So, Gizmodo has a great post on the new series of Code.org PSAs, “People Who Did Not Get Rich and/or Famous Coding Want You to Code”. I think Computer Science Education Week is a fantastic idea (although IMHO every week should be CSEdWeek), but the whole “hour of code” thing seemed slightly silly, until now.

Okay, the PSAs keep it silly. Every time someone in those videos says “I just did n lines of code”, the following script runs through my head:

"Yeah, this..."
"I just did #{n} lines of code".gsub!(/code/, 'coke') << ", and I can't feel my face!"

Yeah, I’m a terrible person. Also hilarious. Moving on…

Hacker Exceptionalism

Usually, the term Exceptionalism is used in a context of superiority, e.g., American exceptionalism. I do believe there is something like “hacker exceptionalism”, except the “exception” has nothing to do with superiority, but literally an exceptional case — a corner case for life, if you will.

There’s something weird about hackers. I’m not lumping everyone who writes code for their day job into this category (frankly, that would be offensive to my sensibilities). I’ve written before about my encounters with people who just code 9 to 5 and then don’t think about it and all I can say now is that I wish they would stop (actually, I’m not sure many of them think about it at all).

People who grok code have weird brains. That’s the theory. It’s not new; in Snow Crash, Neal Stephenson describes a neurolinguistic virus that can infect the brains of hackers via digital images because of the pathways coding has created in their brains.

There’s a chicken-and-egg problem here: are our brains weird because we’re hackers, or are we hackers because our brains are weird?

I’m not sure there’s any way to answer that scientifically until we have longitudinal studies complete with periodic fMRI scans of children as they develop into programmers (or not). So we’ll leave the origin story aside for now.

Voight-Kampff

In the movie Blade Runner (apologies to Philip K. Dick fans for heading down this particular rabbit-hole), a test called Voight-Kampff is administered to distinguish humans from replicants.

The idea of a Voight-Kampff test to distinguish humans from hackers isn’t new either; in 2006, researchers proposed an (apparently) effective test to separate programming sheep from non-programming goats.

So this “Hour of Code” thing. I thought it was a cute idea at first, became dubious, got annoyed at the marketing, and stopped paying attention until the new batch of PSAs were covered on Gizmodo (full confession: I was reading Valleywag when I saw it. I can’t help myself). Then I realized: this is like a Voight-Kampff test for hackers. My first “hour of code” was when I was five. that hour stretched into three. Then countless hours followed. For the rest of my life.

The whole “everyone should learn to code” meme is great; I think everyone should understand the fundamentals of computer science. Not that “learning to code” is equivalent to “understanding CS fundamentals,” but it’s a step in the right direction. But it’s important to distinguish between “learning to code” and “entering a career in software engineering.”

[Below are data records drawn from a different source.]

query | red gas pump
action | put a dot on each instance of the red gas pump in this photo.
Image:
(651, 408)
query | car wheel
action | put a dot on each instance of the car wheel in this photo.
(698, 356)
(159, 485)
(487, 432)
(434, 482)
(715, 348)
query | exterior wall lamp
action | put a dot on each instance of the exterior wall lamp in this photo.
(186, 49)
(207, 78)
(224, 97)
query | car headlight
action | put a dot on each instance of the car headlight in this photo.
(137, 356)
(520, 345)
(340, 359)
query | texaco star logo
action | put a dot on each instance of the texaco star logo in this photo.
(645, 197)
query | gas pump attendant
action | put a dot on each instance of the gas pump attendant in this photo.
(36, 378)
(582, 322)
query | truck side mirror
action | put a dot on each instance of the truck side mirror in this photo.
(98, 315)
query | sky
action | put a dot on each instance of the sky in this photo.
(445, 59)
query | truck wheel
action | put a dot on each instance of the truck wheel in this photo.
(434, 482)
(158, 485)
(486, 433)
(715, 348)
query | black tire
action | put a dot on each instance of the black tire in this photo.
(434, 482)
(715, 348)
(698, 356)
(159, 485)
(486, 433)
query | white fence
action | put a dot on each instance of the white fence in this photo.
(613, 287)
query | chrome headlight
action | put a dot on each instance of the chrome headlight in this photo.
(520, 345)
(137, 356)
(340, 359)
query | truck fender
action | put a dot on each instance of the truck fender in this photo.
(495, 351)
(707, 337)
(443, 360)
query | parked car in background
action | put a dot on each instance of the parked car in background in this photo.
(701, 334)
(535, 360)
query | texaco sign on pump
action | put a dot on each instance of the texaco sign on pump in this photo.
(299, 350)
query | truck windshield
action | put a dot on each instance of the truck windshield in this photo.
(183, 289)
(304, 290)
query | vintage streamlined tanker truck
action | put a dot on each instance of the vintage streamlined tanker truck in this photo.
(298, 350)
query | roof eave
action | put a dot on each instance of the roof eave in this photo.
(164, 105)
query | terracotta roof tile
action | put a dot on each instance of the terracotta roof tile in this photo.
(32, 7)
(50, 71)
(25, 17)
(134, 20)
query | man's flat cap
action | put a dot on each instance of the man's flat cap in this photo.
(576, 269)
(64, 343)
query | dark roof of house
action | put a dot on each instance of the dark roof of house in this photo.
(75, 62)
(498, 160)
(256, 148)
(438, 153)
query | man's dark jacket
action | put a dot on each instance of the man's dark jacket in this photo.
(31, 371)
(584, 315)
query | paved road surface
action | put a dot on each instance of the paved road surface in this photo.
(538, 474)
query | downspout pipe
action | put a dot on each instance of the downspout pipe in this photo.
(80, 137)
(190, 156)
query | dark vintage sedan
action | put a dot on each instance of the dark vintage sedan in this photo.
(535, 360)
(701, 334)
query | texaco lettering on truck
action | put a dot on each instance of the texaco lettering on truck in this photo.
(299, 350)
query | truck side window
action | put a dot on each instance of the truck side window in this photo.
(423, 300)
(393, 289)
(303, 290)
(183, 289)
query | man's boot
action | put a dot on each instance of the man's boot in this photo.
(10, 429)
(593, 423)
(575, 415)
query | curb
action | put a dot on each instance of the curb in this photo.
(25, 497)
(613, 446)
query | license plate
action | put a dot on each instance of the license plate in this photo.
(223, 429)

I wish the latter were left to true hackers. The ones who are outed by the “hour of code” when the hour turns into 10,000 hours; the ones who go from “I did 5 lines of code!” to “I did 5k LOCs” in about two weeks. That’s not going to be everyone. It’s going to be a distinct minority. We’re corner cases.

Code.org has some great goals, even if the motives seem questionable at times (does it feel to anyone else like “everyone should learn to code” is in some cases an attempt to rekindle the failed 1990’s experiment of “commodity programmers”?). More than anything else, though, “hour of code” seems to intorduce a catch block for those of us who throw HackerBrainException. And that’s great. Uncaught exceptions aren’t good for anyone. This is why we need computing in the core — it’s like checked exceptions in the API for public education.

Computer Science in K-12

This is the real issue, isn’t it? Getting computer science into the standards for K-12 education? Making an “hour of code” redundant?

Sadly, things don’t seem to have changed much since my own negative experiences with coding at school… but that was in the late 1990’s. I would have expected progress since then… if I were a lot more naïve.

So a message to current students: Fortuna audaces iuvat — Fortune favors the bold. Hack everything. Code your math homework. Shit, code your math homework, put hte source on Github, and let your friends copy that shit. Refuse to do anything without a computer, whether that computer is your phone or a Cray XE6.

If your school doesn’t offer CS classes, start your own. Just get hacking. If you throw HackerBrainException, you’ll never stop.